Defect escape ratio = (Bugs or Incidents reported in Production environment for a release) / (Total bugs or incidents for release (bugs found in DEV or SIT, PRE-PROD and PROD))
5. Mean Time to Recovery: MTTR is a metric that measures the availability of systems. Operations and Development teams use MTTR to support contractual agreements.
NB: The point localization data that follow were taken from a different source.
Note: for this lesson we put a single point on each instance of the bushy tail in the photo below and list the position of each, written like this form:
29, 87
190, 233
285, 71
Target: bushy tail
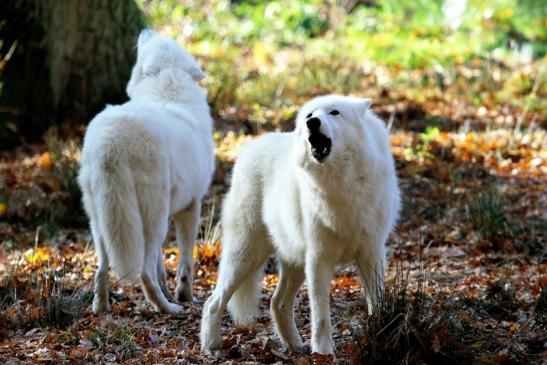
119, 220
244, 303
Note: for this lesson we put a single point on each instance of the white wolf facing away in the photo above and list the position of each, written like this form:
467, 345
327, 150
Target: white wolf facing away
145, 161
319, 196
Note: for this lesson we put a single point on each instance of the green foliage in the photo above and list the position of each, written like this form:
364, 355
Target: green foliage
263, 58
485, 211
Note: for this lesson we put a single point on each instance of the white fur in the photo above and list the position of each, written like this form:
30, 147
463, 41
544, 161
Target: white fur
145, 161
311, 215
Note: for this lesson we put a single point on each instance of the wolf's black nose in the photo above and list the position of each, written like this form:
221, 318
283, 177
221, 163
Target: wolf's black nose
313, 123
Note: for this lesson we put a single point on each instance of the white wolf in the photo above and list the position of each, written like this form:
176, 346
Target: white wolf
322, 195
145, 161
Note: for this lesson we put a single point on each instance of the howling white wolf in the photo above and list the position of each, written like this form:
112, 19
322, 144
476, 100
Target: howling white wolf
145, 161
322, 195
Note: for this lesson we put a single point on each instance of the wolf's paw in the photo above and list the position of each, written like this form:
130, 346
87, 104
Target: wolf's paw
211, 348
173, 309
183, 294
100, 306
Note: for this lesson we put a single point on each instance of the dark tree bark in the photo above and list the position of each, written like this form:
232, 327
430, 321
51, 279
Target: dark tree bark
61, 61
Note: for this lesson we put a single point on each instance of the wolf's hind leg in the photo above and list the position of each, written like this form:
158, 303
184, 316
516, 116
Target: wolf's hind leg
154, 212
240, 259
162, 275
186, 224
100, 297
371, 267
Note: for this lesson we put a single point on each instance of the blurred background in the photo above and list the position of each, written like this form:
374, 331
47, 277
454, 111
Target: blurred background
461, 83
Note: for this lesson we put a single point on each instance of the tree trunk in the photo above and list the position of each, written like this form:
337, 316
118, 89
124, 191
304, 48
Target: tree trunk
62, 61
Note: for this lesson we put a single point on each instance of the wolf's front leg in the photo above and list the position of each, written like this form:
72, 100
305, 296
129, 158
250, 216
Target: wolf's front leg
371, 265
318, 276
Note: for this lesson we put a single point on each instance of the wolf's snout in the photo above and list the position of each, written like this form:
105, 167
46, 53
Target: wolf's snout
313, 124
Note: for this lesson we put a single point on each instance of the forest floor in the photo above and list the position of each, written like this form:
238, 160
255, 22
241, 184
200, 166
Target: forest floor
466, 281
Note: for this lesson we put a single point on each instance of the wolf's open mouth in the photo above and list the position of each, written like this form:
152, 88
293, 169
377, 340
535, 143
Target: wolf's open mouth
320, 146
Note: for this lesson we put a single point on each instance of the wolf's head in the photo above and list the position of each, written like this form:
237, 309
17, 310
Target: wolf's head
157, 53
331, 129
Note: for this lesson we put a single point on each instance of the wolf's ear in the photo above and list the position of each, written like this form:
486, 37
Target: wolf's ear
145, 36
196, 72
363, 105
150, 67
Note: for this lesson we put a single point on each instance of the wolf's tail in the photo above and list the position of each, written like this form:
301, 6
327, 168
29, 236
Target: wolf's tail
119, 222
244, 303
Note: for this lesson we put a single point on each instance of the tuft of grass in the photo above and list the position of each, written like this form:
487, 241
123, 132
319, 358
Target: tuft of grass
48, 302
412, 327
485, 211
119, 336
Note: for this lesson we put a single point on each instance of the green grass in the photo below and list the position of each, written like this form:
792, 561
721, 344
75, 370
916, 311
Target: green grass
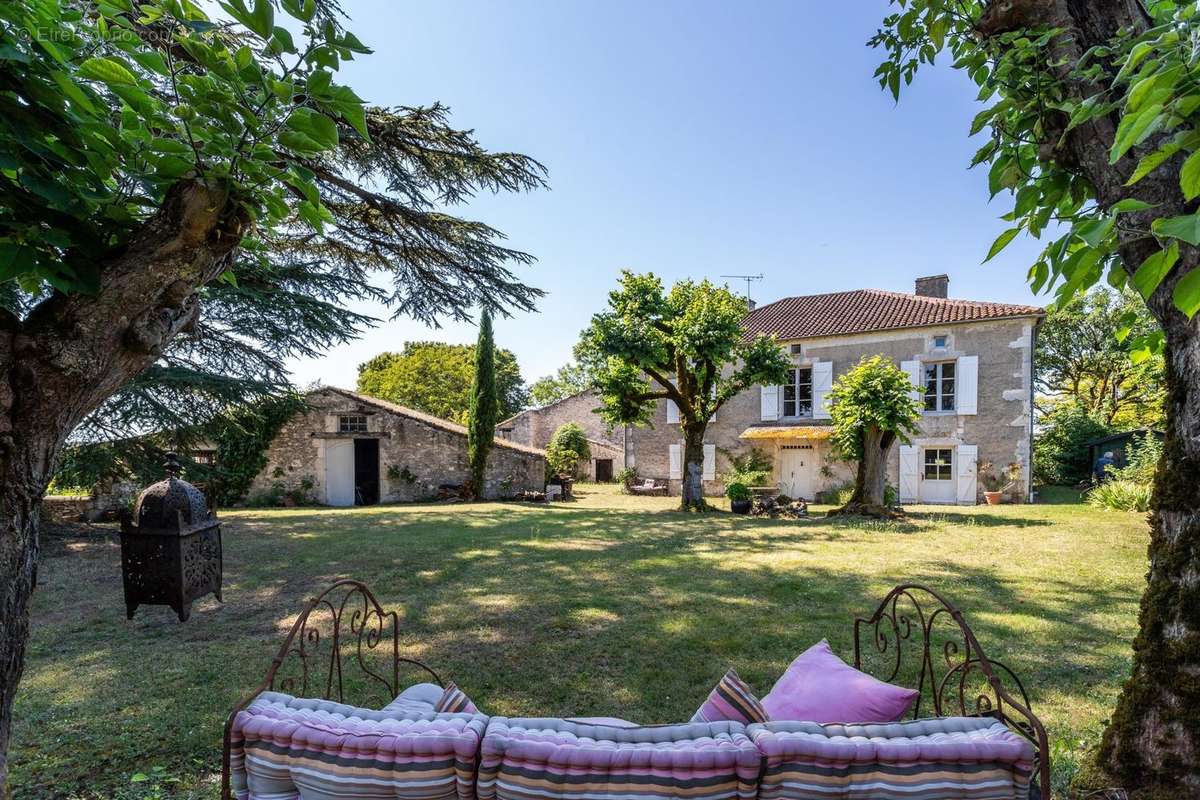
607, 606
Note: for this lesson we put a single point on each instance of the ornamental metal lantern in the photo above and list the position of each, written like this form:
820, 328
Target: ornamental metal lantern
172, 554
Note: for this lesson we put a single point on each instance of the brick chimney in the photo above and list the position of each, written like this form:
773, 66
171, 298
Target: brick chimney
935, 286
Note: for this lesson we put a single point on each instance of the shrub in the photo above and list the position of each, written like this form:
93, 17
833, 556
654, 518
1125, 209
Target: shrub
567, 449
1060, 451
1141, 459
736, 491
751, 468
1121, 494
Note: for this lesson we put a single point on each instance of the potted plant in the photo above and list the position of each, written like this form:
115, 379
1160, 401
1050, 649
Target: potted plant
996, 483
739, 497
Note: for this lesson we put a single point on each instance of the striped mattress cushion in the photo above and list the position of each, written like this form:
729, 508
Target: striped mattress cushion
283, 747
550, 758
947, 758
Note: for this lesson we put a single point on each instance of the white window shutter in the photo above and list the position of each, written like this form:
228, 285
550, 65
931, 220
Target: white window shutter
912, 368
969, 455
966, 388
910, 475
769, 402
822, 383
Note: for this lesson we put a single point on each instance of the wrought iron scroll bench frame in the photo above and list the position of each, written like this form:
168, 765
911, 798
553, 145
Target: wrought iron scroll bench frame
358, 626
955, 677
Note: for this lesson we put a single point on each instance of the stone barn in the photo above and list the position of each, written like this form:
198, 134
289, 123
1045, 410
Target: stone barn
349, 449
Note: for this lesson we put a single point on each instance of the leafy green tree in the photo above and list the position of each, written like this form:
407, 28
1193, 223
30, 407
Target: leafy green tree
1060, 450
871, 408
1092, 126
436, 378
689, 342
185, 202
568, 449
1081, 358
569, 380
484, 409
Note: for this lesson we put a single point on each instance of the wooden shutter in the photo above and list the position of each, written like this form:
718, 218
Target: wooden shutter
912, 368
910, 474
822, 383
769, 403
967, 482
966, 386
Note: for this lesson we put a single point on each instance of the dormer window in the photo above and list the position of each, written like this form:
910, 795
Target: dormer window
798, 392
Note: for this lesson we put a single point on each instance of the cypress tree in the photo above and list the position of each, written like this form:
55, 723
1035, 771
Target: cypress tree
484, 404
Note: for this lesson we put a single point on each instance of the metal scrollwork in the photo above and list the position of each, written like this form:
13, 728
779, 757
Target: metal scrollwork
342, 629
948, 666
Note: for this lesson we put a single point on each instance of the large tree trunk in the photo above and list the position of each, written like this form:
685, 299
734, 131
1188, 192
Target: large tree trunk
693, 493
1152, 744
870, 481
69, 355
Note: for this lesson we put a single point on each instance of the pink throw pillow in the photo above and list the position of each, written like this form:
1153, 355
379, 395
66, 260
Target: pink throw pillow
821, 687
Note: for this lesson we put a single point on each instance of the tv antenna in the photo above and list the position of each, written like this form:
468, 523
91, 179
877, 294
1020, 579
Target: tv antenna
748, 278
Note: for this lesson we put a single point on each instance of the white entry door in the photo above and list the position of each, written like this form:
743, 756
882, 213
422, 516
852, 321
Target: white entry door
939, 476
797, 467
340, 471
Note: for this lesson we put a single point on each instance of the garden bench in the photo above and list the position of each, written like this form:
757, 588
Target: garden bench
649, 487
979, 738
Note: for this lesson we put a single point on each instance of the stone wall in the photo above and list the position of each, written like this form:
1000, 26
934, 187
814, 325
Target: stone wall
418, 453
535, 426
1001, 428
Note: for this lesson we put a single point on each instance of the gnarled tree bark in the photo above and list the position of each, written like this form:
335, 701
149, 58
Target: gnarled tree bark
69, 355
1152, 744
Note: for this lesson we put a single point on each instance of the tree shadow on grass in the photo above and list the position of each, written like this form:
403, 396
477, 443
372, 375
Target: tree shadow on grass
534, 611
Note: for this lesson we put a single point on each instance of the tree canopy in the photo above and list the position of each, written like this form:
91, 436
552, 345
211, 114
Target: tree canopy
1081, 358
569, 380
684, 346
436, 378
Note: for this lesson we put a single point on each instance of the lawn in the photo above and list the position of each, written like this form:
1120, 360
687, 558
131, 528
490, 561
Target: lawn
605, 606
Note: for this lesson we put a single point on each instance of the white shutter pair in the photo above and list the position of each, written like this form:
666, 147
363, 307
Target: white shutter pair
675, 453
966, 382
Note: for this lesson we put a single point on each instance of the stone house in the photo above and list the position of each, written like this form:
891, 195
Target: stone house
534, 427
349, 449
973, 361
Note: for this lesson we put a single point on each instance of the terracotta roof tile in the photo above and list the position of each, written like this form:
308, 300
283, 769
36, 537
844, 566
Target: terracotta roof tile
870, 310
427, 419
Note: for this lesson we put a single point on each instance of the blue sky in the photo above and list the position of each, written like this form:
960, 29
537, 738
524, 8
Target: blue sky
690, 139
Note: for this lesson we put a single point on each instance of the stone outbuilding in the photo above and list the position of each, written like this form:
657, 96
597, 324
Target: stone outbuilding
349, 449
535, 426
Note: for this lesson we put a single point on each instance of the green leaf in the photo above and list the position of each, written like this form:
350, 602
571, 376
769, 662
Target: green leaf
1187, 293
1189, 175
1001, 242
1134, 128
1155, 269
108, 71
1186, 228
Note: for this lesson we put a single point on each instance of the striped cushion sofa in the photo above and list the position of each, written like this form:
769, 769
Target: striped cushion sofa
280, 746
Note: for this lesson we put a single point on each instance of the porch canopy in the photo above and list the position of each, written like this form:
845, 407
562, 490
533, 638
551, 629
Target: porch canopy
791, 432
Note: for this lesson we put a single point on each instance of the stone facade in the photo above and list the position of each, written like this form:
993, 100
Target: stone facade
418, 455
1000, 429
534, 427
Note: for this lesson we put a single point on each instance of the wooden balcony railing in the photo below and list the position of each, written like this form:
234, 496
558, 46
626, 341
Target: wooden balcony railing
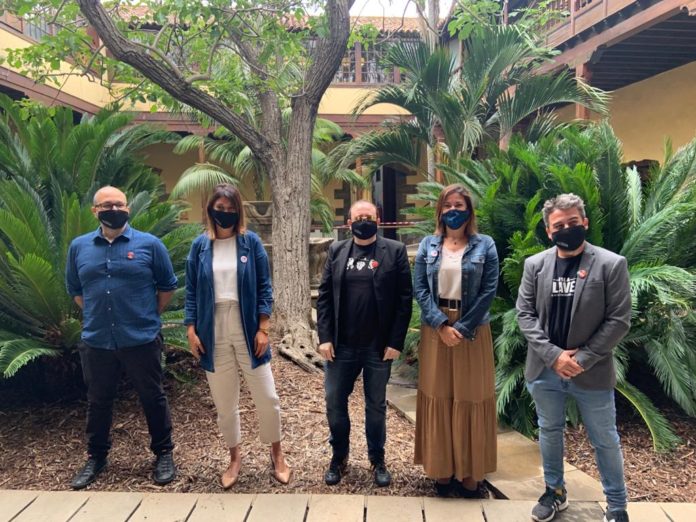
580, 15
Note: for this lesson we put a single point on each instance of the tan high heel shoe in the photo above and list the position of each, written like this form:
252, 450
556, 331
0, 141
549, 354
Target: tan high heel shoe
284, 477
227, 480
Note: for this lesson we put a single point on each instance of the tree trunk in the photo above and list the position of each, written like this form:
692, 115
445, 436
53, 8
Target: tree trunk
290, 183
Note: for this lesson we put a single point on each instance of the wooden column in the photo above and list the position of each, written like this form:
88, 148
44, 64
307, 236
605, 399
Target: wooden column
364, 193
583, 72
358, 62
438, 158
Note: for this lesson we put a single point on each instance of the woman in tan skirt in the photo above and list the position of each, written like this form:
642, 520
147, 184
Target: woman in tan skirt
456, 277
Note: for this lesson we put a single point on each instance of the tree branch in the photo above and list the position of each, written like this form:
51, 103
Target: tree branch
170, 80
329, 50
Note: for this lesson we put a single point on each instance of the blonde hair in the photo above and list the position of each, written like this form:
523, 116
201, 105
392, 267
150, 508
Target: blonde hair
470, 227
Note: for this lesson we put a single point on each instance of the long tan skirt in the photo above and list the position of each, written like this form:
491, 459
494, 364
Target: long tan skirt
456, 424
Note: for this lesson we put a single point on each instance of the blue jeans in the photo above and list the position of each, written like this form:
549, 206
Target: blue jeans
339, 380
598, 412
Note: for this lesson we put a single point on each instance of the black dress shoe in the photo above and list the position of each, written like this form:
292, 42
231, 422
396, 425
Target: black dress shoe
89, 472
443, 490
337, 469
165, 470
459, 491
381, 474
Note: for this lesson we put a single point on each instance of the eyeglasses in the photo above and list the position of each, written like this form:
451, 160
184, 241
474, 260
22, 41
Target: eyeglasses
109, 206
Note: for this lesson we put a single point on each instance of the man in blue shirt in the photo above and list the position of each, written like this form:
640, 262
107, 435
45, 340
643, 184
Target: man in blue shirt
122, 279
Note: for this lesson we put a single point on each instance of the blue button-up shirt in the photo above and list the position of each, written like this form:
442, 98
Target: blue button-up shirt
118, 283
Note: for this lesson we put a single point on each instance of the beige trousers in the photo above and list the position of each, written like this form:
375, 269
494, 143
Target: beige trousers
230, 354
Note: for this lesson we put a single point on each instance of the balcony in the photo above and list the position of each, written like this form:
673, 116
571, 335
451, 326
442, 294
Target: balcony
613, 43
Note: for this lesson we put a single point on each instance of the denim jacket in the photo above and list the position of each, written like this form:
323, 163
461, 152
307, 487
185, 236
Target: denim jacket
253, 285
479, 282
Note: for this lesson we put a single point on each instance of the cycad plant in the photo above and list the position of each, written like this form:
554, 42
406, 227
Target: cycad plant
230, 161
650, 221
37, 316
454, 110
50, 145
50, 166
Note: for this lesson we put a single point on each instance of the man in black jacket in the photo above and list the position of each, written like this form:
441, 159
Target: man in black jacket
363, 311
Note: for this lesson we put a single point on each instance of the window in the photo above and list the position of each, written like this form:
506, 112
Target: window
373, 68
346, 71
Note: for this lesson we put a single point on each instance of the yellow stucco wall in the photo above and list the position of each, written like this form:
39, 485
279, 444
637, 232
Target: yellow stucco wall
78, 86
645, 113
342, 100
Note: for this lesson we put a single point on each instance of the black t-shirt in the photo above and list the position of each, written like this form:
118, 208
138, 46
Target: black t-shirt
357, 322
562, 294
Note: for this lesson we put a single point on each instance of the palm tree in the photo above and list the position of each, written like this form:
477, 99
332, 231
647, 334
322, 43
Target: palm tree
649, 222
455, 110
234, 162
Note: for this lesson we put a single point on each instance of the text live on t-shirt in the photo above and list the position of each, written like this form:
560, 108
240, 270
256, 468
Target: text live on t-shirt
562, 294
358, 308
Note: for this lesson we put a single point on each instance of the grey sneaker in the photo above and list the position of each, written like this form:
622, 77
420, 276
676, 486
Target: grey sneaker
550, 503
616, 515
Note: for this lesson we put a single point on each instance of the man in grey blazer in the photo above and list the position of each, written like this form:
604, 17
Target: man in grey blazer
573, 307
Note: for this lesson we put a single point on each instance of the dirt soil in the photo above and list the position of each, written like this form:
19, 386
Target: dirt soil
42, 445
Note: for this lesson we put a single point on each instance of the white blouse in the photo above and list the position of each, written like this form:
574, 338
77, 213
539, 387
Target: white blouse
449, 279
225, 269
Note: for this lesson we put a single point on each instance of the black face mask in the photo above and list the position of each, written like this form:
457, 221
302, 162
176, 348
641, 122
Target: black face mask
364, 229
570, 238
225, 219
114, 219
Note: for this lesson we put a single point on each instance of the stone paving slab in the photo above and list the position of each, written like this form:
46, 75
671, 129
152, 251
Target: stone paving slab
69, 506
680, 512
161, 507
449, 509
643, 512
53, 506
394, 509
108, 507
279, 508
14, 501
336, 508
507, 510
221, 508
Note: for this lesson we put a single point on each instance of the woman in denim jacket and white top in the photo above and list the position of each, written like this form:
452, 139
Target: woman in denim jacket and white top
228, 307
456, 277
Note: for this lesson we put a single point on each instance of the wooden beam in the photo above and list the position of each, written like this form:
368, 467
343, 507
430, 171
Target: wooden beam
584, 73
652, 15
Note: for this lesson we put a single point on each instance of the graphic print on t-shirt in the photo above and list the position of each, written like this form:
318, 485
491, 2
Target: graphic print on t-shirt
564, 286
562, 294
358, 307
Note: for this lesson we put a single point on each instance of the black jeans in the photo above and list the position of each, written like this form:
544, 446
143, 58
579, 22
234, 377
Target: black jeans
339, 380
102, 371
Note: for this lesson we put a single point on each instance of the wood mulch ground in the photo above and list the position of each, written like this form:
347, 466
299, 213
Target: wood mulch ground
42, 445
650, 476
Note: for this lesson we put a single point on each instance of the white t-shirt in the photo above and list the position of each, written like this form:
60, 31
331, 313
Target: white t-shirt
449, 279
225, 269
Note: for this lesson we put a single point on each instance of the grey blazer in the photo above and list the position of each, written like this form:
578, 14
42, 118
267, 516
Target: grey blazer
600, 316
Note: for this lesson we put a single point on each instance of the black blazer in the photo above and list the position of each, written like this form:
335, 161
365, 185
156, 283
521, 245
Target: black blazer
393, 292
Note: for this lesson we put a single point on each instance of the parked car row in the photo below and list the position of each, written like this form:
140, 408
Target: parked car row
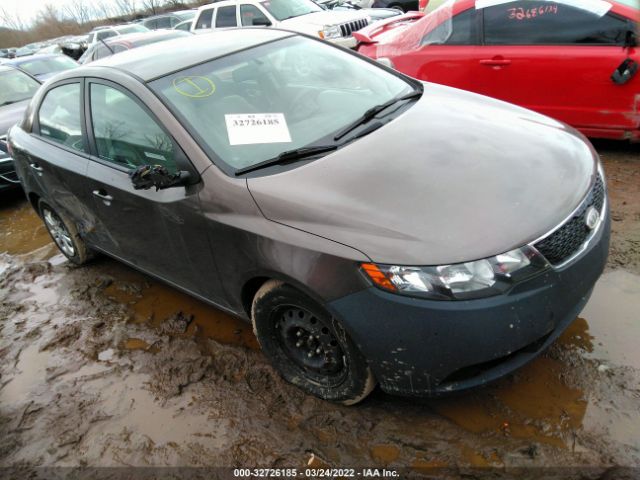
574, 61
16, 89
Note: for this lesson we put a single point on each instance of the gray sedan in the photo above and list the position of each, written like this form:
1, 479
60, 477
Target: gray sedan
373, 228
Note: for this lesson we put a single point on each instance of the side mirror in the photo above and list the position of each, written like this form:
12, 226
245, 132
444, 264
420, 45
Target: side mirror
261, 22
146, 176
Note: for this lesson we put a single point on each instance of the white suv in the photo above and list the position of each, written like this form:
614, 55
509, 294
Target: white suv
101, 33
302, 16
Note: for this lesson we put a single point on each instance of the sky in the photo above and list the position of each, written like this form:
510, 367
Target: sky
27, 10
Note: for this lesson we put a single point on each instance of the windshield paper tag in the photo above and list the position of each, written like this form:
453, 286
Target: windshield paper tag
250, 128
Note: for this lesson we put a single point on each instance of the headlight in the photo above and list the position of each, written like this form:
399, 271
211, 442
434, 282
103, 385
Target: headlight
331, 32
480, 278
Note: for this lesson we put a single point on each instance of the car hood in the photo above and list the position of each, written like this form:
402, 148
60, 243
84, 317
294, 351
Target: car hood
456, 177
11, 114
326, 17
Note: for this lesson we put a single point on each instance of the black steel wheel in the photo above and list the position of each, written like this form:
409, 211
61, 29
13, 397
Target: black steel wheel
307, 346
65, 235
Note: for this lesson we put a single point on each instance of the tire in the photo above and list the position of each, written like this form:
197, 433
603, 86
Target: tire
308, 347
65, 235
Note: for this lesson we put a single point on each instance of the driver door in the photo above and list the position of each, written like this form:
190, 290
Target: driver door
160, 232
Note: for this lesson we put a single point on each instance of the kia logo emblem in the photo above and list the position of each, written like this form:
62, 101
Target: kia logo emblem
591, 218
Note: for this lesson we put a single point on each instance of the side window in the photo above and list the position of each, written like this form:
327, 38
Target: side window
105, 34
204, 20
226, 17
459, 30
252, 15
59, 116
125, 133
548, 23
101, 52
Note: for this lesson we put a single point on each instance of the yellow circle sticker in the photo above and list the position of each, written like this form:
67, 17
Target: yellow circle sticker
194, 87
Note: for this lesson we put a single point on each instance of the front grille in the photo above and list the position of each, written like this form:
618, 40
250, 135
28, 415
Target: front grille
566, 240
348, 28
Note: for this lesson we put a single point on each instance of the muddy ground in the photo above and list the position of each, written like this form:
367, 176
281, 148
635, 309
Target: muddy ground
102, 366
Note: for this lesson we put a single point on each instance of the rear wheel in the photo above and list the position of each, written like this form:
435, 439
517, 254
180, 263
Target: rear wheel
308, 347
65, 235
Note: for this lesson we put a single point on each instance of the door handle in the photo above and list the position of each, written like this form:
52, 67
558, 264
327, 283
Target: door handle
102, 195
495, 62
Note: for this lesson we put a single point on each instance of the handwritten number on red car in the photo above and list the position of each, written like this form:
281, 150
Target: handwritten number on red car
522, 14
255, 122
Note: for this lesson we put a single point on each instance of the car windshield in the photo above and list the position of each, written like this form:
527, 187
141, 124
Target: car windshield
39, 66
16, 86
131, 29
283, 9
253, 105
188, 15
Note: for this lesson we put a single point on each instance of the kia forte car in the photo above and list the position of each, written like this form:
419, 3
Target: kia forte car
372, 227
575, 61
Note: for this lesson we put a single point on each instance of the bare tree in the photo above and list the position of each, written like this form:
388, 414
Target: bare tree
125, 8
104, 9
79, 11
12, 22
153, 6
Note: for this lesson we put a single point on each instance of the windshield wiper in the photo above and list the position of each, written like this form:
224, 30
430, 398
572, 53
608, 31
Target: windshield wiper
373, 111
288, 156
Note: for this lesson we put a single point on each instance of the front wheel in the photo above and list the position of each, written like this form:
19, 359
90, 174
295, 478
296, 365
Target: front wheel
308, 347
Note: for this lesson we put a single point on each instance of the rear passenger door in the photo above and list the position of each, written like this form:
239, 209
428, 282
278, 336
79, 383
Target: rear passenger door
558, 59
447, 54
59, 158
160, 232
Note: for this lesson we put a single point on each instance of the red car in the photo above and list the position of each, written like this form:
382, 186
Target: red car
574, 60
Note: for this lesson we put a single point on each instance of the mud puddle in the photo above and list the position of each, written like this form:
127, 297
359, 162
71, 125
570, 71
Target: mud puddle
22, 230
164, 307
103, 366
111, 384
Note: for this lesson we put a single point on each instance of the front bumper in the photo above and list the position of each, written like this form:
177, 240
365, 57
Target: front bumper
426, 347
346, 42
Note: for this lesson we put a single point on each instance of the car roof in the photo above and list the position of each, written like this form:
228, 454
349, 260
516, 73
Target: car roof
133, 38
158, 59
224, 3
31, 58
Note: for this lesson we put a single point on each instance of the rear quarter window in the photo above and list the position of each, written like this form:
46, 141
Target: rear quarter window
59, 116
204, 20
548, 23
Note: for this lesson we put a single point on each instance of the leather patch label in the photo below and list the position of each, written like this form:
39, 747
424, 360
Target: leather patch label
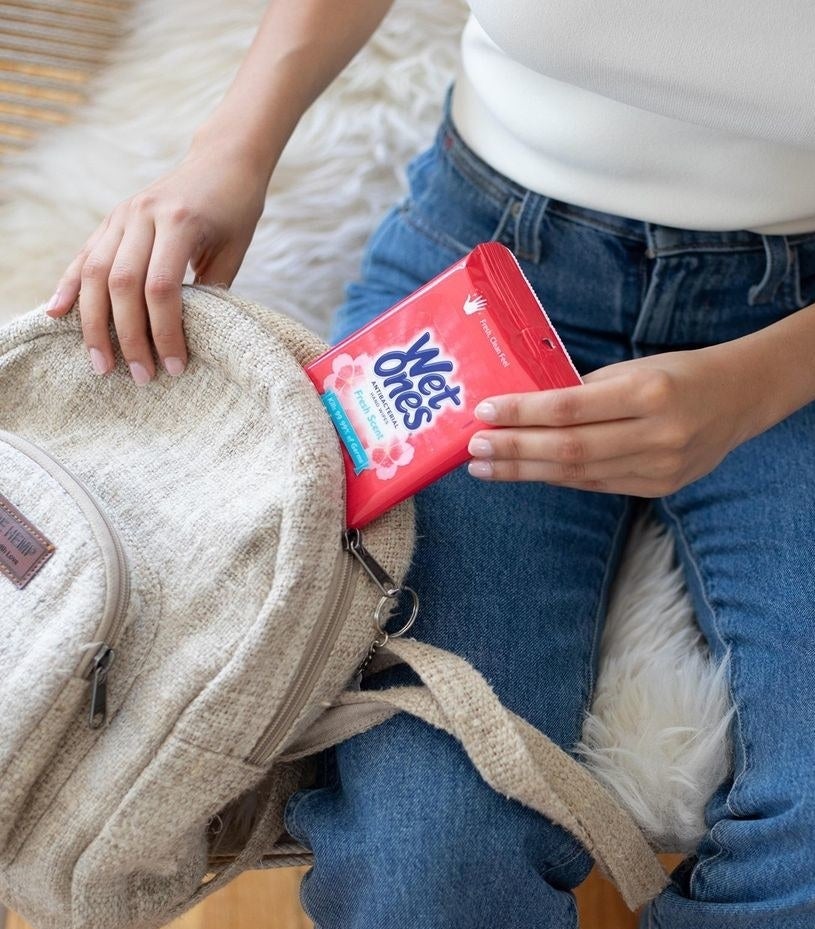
23, 548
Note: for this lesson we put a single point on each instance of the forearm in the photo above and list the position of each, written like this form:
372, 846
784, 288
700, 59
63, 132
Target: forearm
774, 368
297, 51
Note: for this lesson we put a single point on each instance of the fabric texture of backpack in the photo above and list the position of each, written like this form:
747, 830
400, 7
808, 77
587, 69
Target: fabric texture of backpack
182, 618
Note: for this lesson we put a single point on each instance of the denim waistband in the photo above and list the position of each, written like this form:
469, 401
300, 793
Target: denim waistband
529, 207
Lower the MTTR, the better.
- Mean Time to Recovery for Application: Mean Time to Recovery is the Mean time between the of application outages reported time and the recovery time of the service.
MTTR for Application = Mean (recovery duration of reported application outages)
- Mean Time to Recovery for Environment: Mean Time to Recovery is the Mean time between the of Environment outages reported time and the recovery time of the service.
MTTR for Environment = Mean (recovery duration of reported environment outages)
Note: recovery duration = recovery time – reported time.
6. Build failure rate: Measures the percentage of builds that fail over a given period (e.g. sprint or release). An increase in build failure rates likely indicates that the application’s overall “health” or teams focus is deteriorating.
Build failure % = ((Number of failed build in sprint or release) / (Total builds in sprint or release)) *100
Note: Try to include both build failures and build deployment failures in “Build failure rate”, Or else track separately.
- Infrastructure- Failure Rate: % of build or deployment failures related to infrastructure issues.
- Change failure rate: Measured as the total failed deploys divided by the total deploys.
7. Unplanned work rate: Measures how much unplanned work from business or production environments or management or any stakeholders after sprint planned is done. This will help how team gets disturbed from agreed sprint goal.
Unplanned work % = ((Total effort of Unplanned work in a sprint) / (Total Sprint Effort)) * 100
8. Rework Effort: Measures actual value of all rework activities done in sprint or release. Lower the better.
Rework Effort % = ((Total Effort for Rework on reverted work-items or reported bugs) / (Total Effort for sprint or release) )* 100
9. Flow efficiency: Measures actual time spent on a work item; Calculates the difference between productive ‘work time’ and non-productive time (e.g. waiting for approvals, waiting for infra/env, resources, etc.) while work-item travels from Start state(e.g. Committed state) to the End state ( e.g. PROD deployed). Higher the percentage of Flow Efficiency, better and smoother is the process.
Flow efficiency % = (Work Time / ( Work Time + Wait Time) )*100
Flow efficiency above 40% is generally considered good ( its guidance ! ) this also indirectly helps us to look into the constrains.
There many more metrics used by DevOps teams, but above mentioned are good enough to measure and internally control time-lines, cost, quality. When team got matured and built-in automated measurements, then team can have additional metrics such as Mean Time to Acknowledge , Mean Time Between Failures…etc.